1from humanloop import Humanloop
2
3hl = Humanloop(
4 # get your API key here: https://app.humanloop.com/account/api-keys
5 api_key="YOUR_API_KEY",
6)
7
8def run_conversation():
9 # Step 1: send the conversation and available functions to GPT
10 messages = [{"role": "user", "content": "What's the weather like in Boston?"}]
11 functions = [
12 {
13 "name": "get_current_weather",
14 "description": "Get the current weather in a given location",
15 "parameters": {
16 "type": "object",
17 "properties": {
18 "location": {
19 "type": "string",
20 "description": "The city and state, e.g. San Francisco, CA",
21 },
22 "unit": {"type": "string", "enum": ["celsius", "fahrenheit"]},
23 },
24 "required": ["location"],
25 },
26 }
27 ]
28 response = openai.ChatCompletion.create(
29 model="gpt-3.5-turbo-0613",
30 messages=messages,
31 functions=functions,
32 function_call="auto", # auto is default, but we'll be explicit
33 )
34 response_message = response["choices"][0]["message"]
35
36 # log the result to humanloop
37 log_response = hl.log(
38 project="Assistant",
39 model_config={
40 "model": "gpt-3.5-turbo-0613",
41 "tools": tools,
42 },
43 messages=messages,
44 tool_call=response_message.get("function_call")
45 )
46
47 # Step 2: check if GPT wanted to call a function
48 if response_message.get("function_call"):
49 # Step 3: call the function
50 # Note: the JSON response may not always be valid; be sure to handle errors
51 available_functions = {
52 "get_current_weather": get_current_weather,
53 } # only one function in this example, but you can have multiple
54 function_name = response_message["function_call"]["name"]

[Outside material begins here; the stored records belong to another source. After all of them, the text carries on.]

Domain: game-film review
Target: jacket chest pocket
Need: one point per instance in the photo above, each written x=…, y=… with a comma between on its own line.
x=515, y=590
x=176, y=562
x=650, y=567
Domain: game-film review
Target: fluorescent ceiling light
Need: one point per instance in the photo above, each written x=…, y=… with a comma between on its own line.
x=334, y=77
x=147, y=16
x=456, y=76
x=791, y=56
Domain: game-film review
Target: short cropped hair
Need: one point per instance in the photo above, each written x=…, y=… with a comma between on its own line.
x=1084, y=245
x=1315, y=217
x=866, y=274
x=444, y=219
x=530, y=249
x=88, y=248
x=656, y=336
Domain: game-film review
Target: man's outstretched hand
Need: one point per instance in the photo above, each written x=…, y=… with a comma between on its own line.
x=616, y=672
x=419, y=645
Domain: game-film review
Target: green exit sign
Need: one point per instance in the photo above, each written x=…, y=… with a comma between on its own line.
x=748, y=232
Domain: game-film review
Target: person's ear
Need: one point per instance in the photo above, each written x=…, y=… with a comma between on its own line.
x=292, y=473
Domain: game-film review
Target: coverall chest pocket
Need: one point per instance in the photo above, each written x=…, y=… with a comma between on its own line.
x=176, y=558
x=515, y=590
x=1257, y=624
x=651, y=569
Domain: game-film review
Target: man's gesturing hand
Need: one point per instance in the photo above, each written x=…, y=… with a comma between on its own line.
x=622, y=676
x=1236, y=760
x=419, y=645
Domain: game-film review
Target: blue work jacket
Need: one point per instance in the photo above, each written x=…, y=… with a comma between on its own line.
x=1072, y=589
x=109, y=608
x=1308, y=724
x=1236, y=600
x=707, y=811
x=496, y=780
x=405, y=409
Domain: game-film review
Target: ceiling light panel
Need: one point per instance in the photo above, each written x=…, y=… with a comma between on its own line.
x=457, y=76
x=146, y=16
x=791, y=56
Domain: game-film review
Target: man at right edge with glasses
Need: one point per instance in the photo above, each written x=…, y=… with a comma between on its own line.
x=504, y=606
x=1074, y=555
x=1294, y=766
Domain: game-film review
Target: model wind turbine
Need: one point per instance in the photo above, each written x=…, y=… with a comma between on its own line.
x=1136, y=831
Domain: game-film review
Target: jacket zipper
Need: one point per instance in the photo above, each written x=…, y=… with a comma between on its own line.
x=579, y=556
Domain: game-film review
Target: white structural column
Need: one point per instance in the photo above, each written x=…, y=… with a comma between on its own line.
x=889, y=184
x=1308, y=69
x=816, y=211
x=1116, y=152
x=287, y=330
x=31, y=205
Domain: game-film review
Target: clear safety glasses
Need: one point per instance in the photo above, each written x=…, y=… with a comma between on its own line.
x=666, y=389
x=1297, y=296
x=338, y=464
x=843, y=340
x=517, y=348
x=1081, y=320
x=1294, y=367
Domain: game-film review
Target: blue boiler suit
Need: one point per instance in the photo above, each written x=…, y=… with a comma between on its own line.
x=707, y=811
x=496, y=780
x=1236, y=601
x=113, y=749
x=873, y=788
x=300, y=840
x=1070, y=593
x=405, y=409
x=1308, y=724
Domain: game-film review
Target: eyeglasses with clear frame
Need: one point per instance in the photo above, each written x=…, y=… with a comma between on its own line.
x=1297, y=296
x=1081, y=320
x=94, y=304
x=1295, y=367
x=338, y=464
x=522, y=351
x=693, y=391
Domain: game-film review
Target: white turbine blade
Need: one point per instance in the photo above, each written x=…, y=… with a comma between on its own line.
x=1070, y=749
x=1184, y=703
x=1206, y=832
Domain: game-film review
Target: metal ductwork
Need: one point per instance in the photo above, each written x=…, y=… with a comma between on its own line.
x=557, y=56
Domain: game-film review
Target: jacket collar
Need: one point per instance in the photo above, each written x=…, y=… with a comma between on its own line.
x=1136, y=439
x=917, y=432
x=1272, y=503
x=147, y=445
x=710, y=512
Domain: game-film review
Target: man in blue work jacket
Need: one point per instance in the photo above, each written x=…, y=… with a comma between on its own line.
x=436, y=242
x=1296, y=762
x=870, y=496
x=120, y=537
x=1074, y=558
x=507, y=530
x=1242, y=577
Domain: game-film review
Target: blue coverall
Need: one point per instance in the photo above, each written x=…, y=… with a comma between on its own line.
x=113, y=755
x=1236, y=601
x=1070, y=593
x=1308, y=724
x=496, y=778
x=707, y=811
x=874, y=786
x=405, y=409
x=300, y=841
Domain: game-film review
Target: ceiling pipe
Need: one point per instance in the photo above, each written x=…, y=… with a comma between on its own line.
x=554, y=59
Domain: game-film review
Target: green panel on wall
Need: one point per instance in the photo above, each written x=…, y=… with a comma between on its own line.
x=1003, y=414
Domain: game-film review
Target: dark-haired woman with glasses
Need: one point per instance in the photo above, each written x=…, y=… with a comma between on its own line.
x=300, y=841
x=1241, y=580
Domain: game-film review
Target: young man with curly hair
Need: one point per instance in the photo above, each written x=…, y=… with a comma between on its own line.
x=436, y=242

55 fuction_to_call = available_functions[function_name]
56 function_args = json.loads(response_message["function_call"]["arguments"])
57 function_response = fuction_to_call(
58 location=function_args.get("location"),
59 unit=function_args.get("unit"),
60 )
61
62 # Step 4: send the info on the function call and function response to GPT
63 messages.append(response_message) # extend conversation with assistant's reply
64 messages.append(
65 {
66 "role": "function",
67 "name": function_name,
68 "content": function_response,
69 }
70 ) # extend conversation with function response
71 second_response = openai.ChatCompletion.create(
72 model="gpt-3.5-turbo-0613",
73 messages=messages,
74 ) # get a new response from GPT where it can see the function response
75
76 log_response = hl.log(
77 project="Assistant",
78 model_config={
79 "model": "gpt-3.5-turbo-0613",
80 "tools": tools,
81 },
82 messages=messages,
83 output=second_response["choices"][0]["message"]["content"],
84 )
85 return second_response
86
87
88print(run_conversation())

Coming soon

Support for defining tools in the playground!